While probably inadvertent, Barack Obama has significantly undermined Hillary Clinton’s candidacy in an interview with Jeffery Goldberg being published this week in The Atlantic. Despite Goldberg’s own hawkish views, problems with Clinton’s policies can still be seen regardless of Goldberg’s spin on matters.
While Secretary of State, Clinton generally advocated a far more hawkish approach than Obama, supporting a continuation of the neoconservative policies of the Bush years. Despite the manner in which she now invokes Obama’s name in the same manner that Republicans speak of Ronald Reagan, she previously attacked Obama’s “Don’t do stupid stuff” approach to foreign policy.
Obama and Clinton had major differences of opinion over Syria, with Clinton proposing military intervention which would have probably made the situation far worse:
Hillary Clinton, when she was Obama’s secretary of state, argued for an early and assertive response to Assad’s violence. In 2014, after she left office, Clinton told me that “the failure to help build up a credible fighting force of the people who were the originators of the protests against Assad … left a big vacuum, which the jihadists have now filled.” When The Atlantic published this statement, and also published Clinton’s assessment that “great nations need organizing principles, and?‘Don’t do stupid stuff’ is not an organizing principle,” Obama became “rip-shit angry,” according to one of his senior advisers. The president did not understand how “Don’t do stupid shit” could be considered a controversial slogan. Ben Rhodes recalls that “the questions we were asking in the White House were ‘Who exactly is in the stupid-shit caucus? Who is pro–stupid shit?’?” The Iraq invasion, Obama believed, should have taught Democratic interventionists like Clinton, who had voted for its authorization, the dangers of doing stupid shit. (Clinton quickly apologized to Obama for her comments, and a Clinton spokesman announced that the two would “hug it out” on Martha’s Vineyard when they crossed paths there later.)

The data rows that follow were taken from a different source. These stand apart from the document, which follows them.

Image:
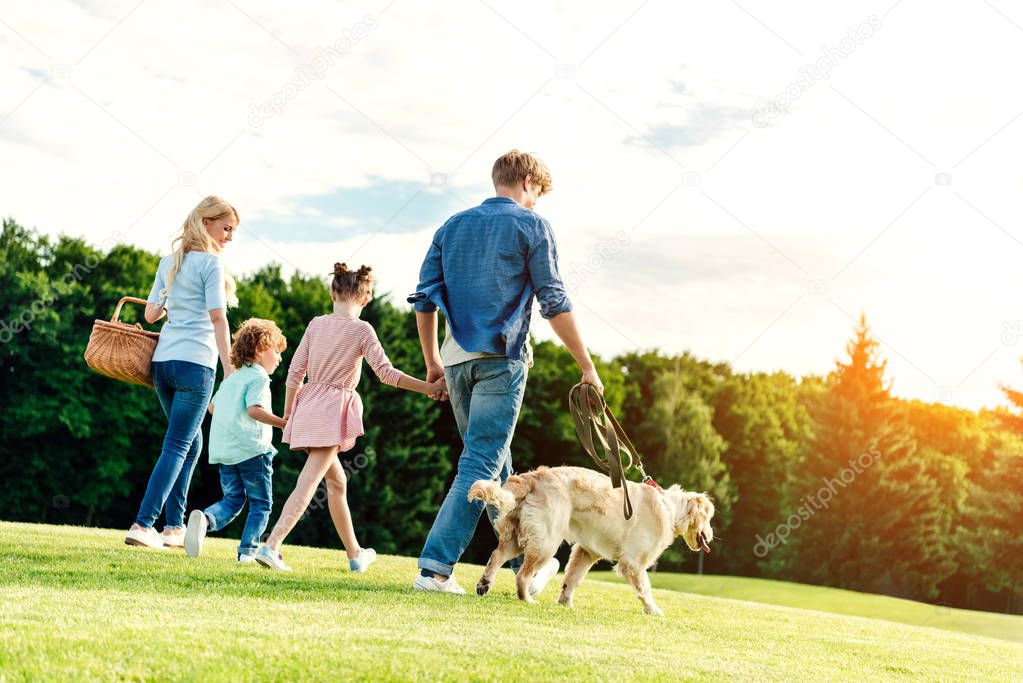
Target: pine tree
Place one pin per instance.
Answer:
(870, 513)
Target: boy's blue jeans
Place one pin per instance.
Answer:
(250, 480)
(486, 395)
(184, 391)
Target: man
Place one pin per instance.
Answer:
(483, 270)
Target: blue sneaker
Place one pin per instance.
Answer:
(271, 559)
(362, 562)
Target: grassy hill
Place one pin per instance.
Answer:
(77, 603)
(839, 601)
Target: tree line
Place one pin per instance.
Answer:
(827, 480)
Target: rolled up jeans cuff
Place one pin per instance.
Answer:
(436, 566)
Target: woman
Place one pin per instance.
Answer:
(193, 289)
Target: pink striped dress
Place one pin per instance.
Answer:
(327, 410)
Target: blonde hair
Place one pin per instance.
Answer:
(255, 336)
(352, 284)
(513, 168)
(194, 237)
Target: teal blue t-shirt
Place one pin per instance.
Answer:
(234, 437)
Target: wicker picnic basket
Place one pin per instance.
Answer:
(121, 351)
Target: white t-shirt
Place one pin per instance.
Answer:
(197, 288)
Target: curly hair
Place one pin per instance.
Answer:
(255, 336)
(351, 284)
(513, 168)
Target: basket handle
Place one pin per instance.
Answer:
(133, 300)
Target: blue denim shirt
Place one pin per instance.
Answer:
(483, 269)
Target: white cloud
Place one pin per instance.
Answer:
(165, 94)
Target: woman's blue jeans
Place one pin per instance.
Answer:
(184, 391)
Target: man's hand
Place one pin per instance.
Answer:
(590, 377)
(435, 373)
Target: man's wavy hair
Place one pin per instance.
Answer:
(512, 169)
(255, 336)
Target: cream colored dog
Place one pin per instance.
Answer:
(539, 509)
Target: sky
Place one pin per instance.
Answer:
(736, 179)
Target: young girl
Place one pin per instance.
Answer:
(327, 411)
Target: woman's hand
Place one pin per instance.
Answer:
(435, 375)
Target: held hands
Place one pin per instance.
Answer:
(438, 386)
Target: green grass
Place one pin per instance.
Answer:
(78, 604)
(838, 601)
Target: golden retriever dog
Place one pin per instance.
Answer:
(539, 509)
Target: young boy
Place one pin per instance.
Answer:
(239, 440)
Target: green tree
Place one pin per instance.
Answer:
(871, 514)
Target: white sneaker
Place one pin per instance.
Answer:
(195, 533)
(146, 538)
(362, 562)
(543, 577)
(271, 559)
(423, 583)
(174, 539)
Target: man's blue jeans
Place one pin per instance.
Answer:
(184, 391)
(250, 480)
(486, 395)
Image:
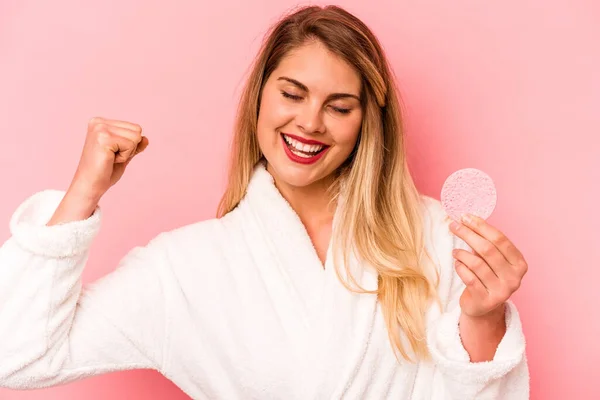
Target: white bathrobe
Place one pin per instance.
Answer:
(232, 308)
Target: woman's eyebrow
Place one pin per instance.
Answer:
(303, 87)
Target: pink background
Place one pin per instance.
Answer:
(510, 87)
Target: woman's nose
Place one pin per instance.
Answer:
(310, 119)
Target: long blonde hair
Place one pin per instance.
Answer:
(382, 214)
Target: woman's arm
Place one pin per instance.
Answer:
(52, 330)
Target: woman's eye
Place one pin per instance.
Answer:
(290, 96)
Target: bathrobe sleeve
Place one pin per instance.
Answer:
(506, 377)
(53, 331)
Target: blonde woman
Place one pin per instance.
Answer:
(325, 276)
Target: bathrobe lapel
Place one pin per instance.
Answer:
(329, 325)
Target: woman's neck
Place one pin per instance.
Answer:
(312, 203)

While Clinton supported early military intervention, Obama deserves credit for stepping back from the brink of war. Clinton opposed this decision:
For some foreign-policy experts, even within his own administration, Obama’s about-face on enforcing the red line was a dispiriting moment in which he displayed irresolution and naïveté, and did lasting damage to America’s standing in the world. “Once the commander in chief draws that red line,” Leon Panetta, who served as CIA director and then as secretary of defense in Obama’s first term, told me recently, “then I think the credibility of the commander in chief and this nation is at stake if he doesn’t enforce it.” Right after Obama’s reversal, Hillary Clinton said privately, “If you say you’re going to strike, you have to strike. There’s no choice.”

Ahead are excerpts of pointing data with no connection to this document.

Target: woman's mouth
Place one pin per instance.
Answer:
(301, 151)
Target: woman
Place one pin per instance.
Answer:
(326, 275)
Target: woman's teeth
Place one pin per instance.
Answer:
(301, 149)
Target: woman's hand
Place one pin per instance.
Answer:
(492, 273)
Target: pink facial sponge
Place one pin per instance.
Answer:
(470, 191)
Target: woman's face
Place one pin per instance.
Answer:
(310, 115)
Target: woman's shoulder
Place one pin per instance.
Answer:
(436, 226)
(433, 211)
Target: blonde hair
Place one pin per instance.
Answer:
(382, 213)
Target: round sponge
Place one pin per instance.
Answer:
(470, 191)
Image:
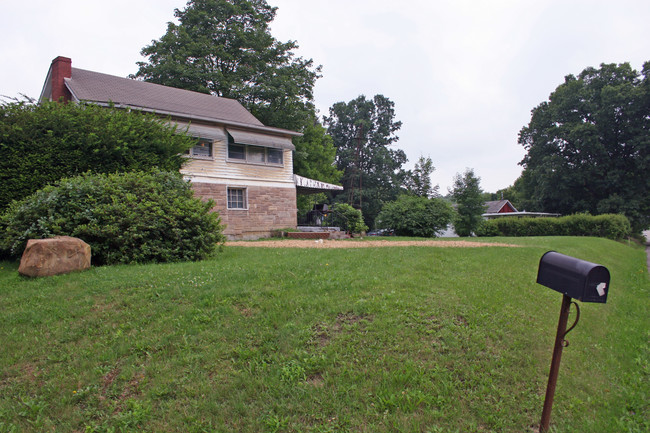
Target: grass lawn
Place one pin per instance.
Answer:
(399, 339)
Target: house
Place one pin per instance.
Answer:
(503, 208)
(499, 207)
(243, 165)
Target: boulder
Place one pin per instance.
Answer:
(54, 256)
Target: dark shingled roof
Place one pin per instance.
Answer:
(103, 88)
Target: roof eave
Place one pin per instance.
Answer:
(262, 128)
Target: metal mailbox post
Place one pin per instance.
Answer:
(577, 279)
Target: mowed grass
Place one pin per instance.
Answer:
(399, 339)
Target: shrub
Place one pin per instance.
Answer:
(133, 217)
(612, 226)
(41, 144)
(348, 218)
(416, 216)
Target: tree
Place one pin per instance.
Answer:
(362, 130)
(418, 181)
(225, 48)
(41, 144)
(588, 146)
(468, 195)
(411, 215)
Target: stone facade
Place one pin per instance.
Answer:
(269, 208)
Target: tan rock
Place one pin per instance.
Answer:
(54, 256)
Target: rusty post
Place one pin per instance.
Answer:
(555, 363)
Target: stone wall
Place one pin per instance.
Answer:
(268, 208)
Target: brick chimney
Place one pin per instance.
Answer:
(61, 68)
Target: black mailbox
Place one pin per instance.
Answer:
(578, 279)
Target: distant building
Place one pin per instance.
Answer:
(503, 208)
(243, 165)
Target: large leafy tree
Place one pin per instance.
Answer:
(589, 145)
(225, 48)
(467, 194)
(418, 181)
(363, 131)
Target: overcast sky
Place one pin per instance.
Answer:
(464, 75)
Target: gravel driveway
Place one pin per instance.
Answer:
(362, 244)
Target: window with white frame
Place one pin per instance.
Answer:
(254, 154)
(237, 198)
(202, 149)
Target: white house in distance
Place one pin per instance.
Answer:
(243, 165)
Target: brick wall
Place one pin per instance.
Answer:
(268, 209)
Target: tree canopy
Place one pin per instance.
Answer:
(468, 195)
(418, 180)
(363, 130)
(588, 146)
(225, 48)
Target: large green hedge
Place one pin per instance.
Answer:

This is a classic example of Clinton’s poor judgment. We should go to war only based upon security considerations, and only as a last resort when diplomacy will not work. To make someone who thinks we had no choice in such a situation Commander In Chief is a terrifying prospect.
One of Obama’s biggest mistakes as president was to take Clinton’s advice on Libya. He admits it was a mistake:
But what sealed Obama’s fatalistic view was the failure of his administration’s intervention in Libya, in 2011. That intervention was meant to prevent the country’s then-dictator, Muammar Qaddafi, from slaughtering the people of Benghazi, as he was threatening to do. Obama did not want to join the fight; he was counseled by Joe Biden and his first-term secretary of defense Robert Gates, among others, to steer clear. But a strong faction within the national-security team—Secretary of State Hillary Clinton and Susan Rice, who was then the ambassador to the United Nations, along with Samantha Power, Ben Rhodes, and Antony Blinken, who was then Biden’s national-security adviser—lobbied hard to protect Benghazi, and prevailed. (Biden, who is acerbic about Clinton’s foreign-policy judgment, has said privately, “Hillary just wants to be Golda Meir.”) American bombs fell, the people of Benghazi were spared from what may or may not have been a massacre, and Qaddafi was captured and executed.
But Obama says today of the intervention, “It didn’t work.” The U.S., he believes, planned the Libya operation carefully—and yet the country is still a disaster.
Obama also calls Libya a “shit show” ” in part because it’s subsequently become an ISIS haven.”
While Obama admits “It didn’t work,” Clinton continues to defend the policy. She has not learned from her mistakes in Iraq or Libya. Of course the four remaining Republican candidates showed the same when they spoke of sending troops back into the region at last night’s debate.
The neoconservative policies advocated by Hillary Clinton have been a disaster. A vote for Hillary Clinton, or any of the Republican candidates, is a vote for war.